Quest’ultima in particolare ha avuto modo di pronunciarsi sulla questione in diversi pareri di precontenzioso (i più recenti sono il parere n. 54 del 23 aprile 2013 e il parere n. 118 del 17 luglio 2013, menzionati nella sentenza), nonché di affrontare la questione nella determinazione n. 4 del 10 ottobre 2012, BANDO- TIPO. Indicazioni generali per la redazione dei bandi di gara ai sensi degli articoli 64, comma 4-bis e 46, comma 1-bis, del Codice dei contratti pubblici, nella quale è espressamente sancito che eventuali omissioni o errori nella compilazione di moduli predisposti dalle stazioni appaltanti utilizzati dai concorrenti ai fini della partecipazione alla gara non potrebbero riverberarsi a danno dei concorrenti che hanno fatto affidamento sulla correttezza ed esaustività del modello predisposto dall’amministrazione. In tali ipotesi, aggiunge l’AVCP, all’esito di una attenta analisi del caso concreto, si può valutare l’ammissibilità di una eventuale regolarizzazione.

Ed è proprio questo il passaggio successivo che il TAR effettua nel proprio ragionamento: poiché il disciplinare di gara prevedeva la possibilità di un soccorso istruttorio da parte della stazione appaltante, consentendo alla commissione di gara di chiedere ai soggetti partecipanti alla gara di fornire ogni notizia utile a chiarire i contenuti dell’offerta e della documentazione presentata e/o di fornire idonea dimostrazione degli stessi, tale principio di soccorso istruttorio poteva essere utilizzato per dissipare qualunque dubbio in ordine al contenuto delle offerte, evitando dunque che alcune di esse non venissero ammesse per omissioni puramente formali.

La pronuncia dunque non solo mira ad evidenziare, ancora una volta, il ruolo essenziale dell’affidamento e della buona fede del concorrente di fronte a comportamenti omissivi e/o erronei della stazione appaltante nella predisposizione dei moduli allegati alla lex specialis, con l’effetto che eventuali conseguenze della condotta erronea e/o omissiva della amministrazione, non immediatamente percepibile, non possano essere trasferite sui partecipanti, sanzionandoli con l’esclusione, ma rappresenta altresì il chiaro bilanciamento tra interessi contrapposti con la netta prevalenza, rispetto ad una lettura formalistica del dato normativo, del principio di massima partecipazione e di tutela della concorrenza, senza per questo violare la par condicio: consentire, infatti, la regolarizzazione dell’offerta mediante l’utilizzo del previsto principio del soccorso istruttorio garantisce non solo al concorrente di non subire l’effetto di errori commessi dalla stazione appaltante stessa nella predisposizione dei moduli, ma consente altresì all’amministrazione di avere una più ampia platea di concorrenti.

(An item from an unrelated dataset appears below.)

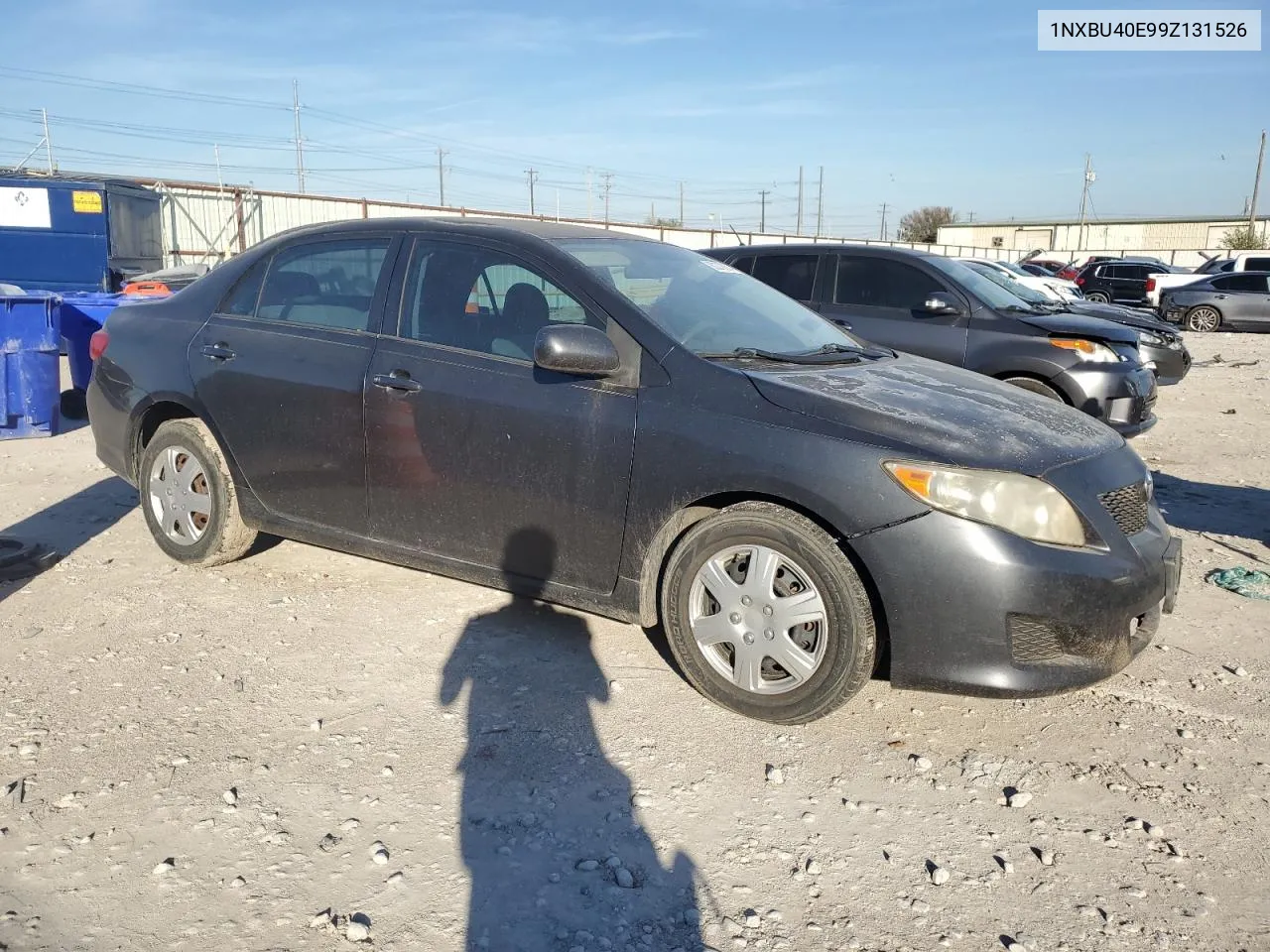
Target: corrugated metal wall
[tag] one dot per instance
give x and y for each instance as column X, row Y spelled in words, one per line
column 1187, row 243
column 206, row 223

Ciò peraltro è assolutamente in linea con l’ormai evidente orientamento, anche legislativo, che caratterizza tutta la normativa dei contratti pubblici, e più in generale quella dell’attività amministrativa, e da cui discende peraltro tutto l’impianto normativo del principio di tassatività delle cause di esclusione e del potere di soccorso istruttorio, di cui all’articolo 46 del Codice, che preferisce una lettura sostanzialistica, tesa ad un effetto utile delle disposizioni, piuttosto che una lettura rigorosamente formalistica. Trovano pertanto in tal senso attuazione le statuizioni dell’Adunanza Plenaria del Consiglio di Stato, n. 9/2014, che proprio in relazione al potere di soccorso istruttorio ha precisato, definendone specificamente i limiti di operatività, trattarsi di un modus operandi volto a superare inutili formalismi in nome del principio del favor partecipationis e della semplificazione.